Everyone’s talking about national parks these days (particularly with Ken Burns’ new documentary on America’s greatest invention on PBS out later this month). If you’re pondering a trip to one of the best areas for national park–hopping in the southwest, know that you’ll be skirting the heart of real-live Polygamy Country – particularly the community of “plural marriage” families around Colorado City, Arizona and Hildale, Utah.
If you make it, and it seems like you’ve stepped into a scene right out of HBO’s “Big Love,” well, it kinda is. Though that show is set outside Salt Lake City, the depicted federal raid of Juniper Creek is loosely based on the real 1953 one on Colorado City’s “Short Creek” (pronounced “crick” around here).Visitors are welcome to come – for many, though not all, locals.
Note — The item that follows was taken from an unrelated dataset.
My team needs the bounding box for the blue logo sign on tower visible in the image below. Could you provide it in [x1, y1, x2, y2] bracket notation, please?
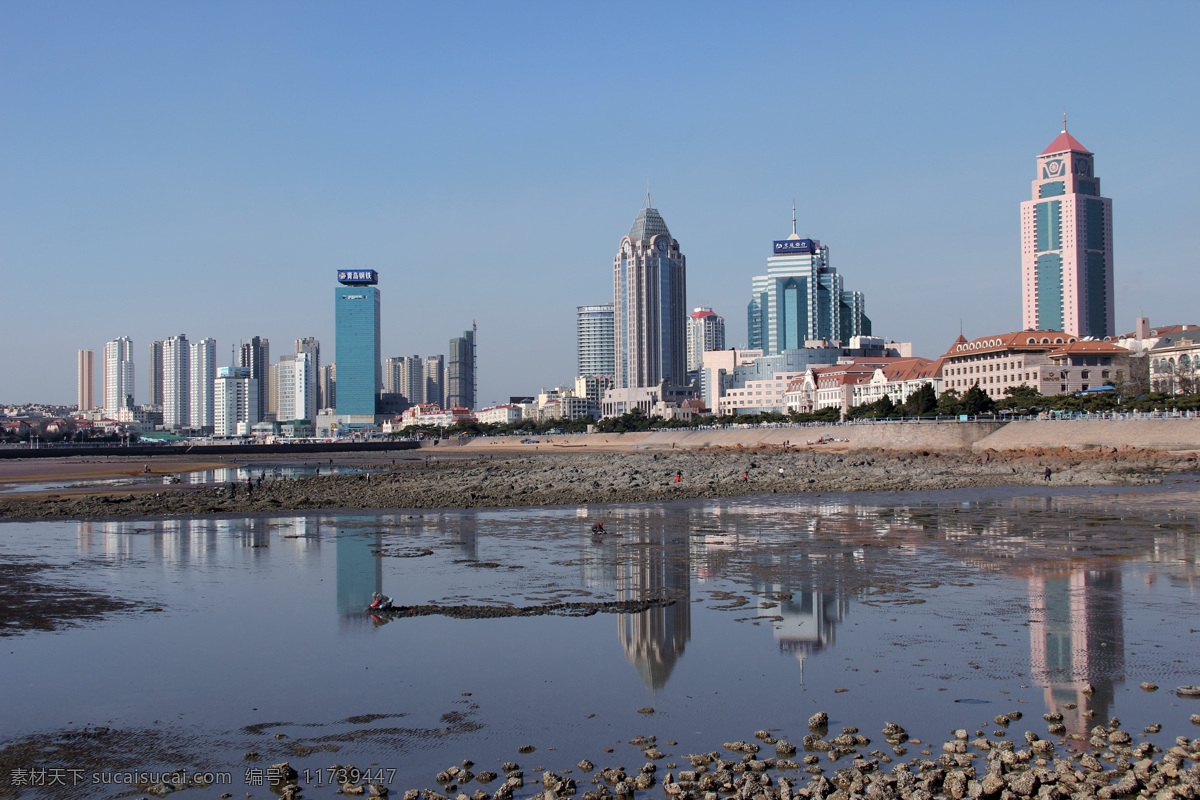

The main “hotspot” in Colorado City to stop and chat has become Colorado City’s Merry Wives Café, a restaurant open Monday to Saturday with a daily specials and good breakfasts.
Charise Dutson, the owner, told me she frequently talks with visitors interested in her and her staff's polygamy life, and that they are happy to receive anyone genuinely interested in different cultures.“Nearly all the people are very respectful,” she told me by phone. “Though once in a while a women’s group will come and say, you women don’t have to do this.”
Not everyone feels that way though. The splinter group, the Fundamentalist Church of Jesus Christ of Latter Day Saints (FLDS) are known for the women's bun hairstyles and "Little House on the Prairie" dresses. And they tend to feel differently about some visitors. In a recent AP story, spokesperson Willie Jessop apparently called a new "Polygamy Experience" tours a "scam."These narrative bus tours, which began last Saturday, are run by Richard and Heber Holm, who were born into the FLDS before leaving it. “The FLDS have extremely religious zeal that’s, frankly, very bizarre," Richard told me by phone. "They stand apart in their dress, their attitude, even the tone of their voice.”
He says the tours, which cost $69 per person, are an "open dialogue" that encourages respect on local faiths. Don't expect much interaction with the FLDS though. Richard said of Saturday's debut tour, “The FLDS followed us in their pick-ups and filmed us. I think they’re just trying to cause a level of intimidation, but there’s been no problems.”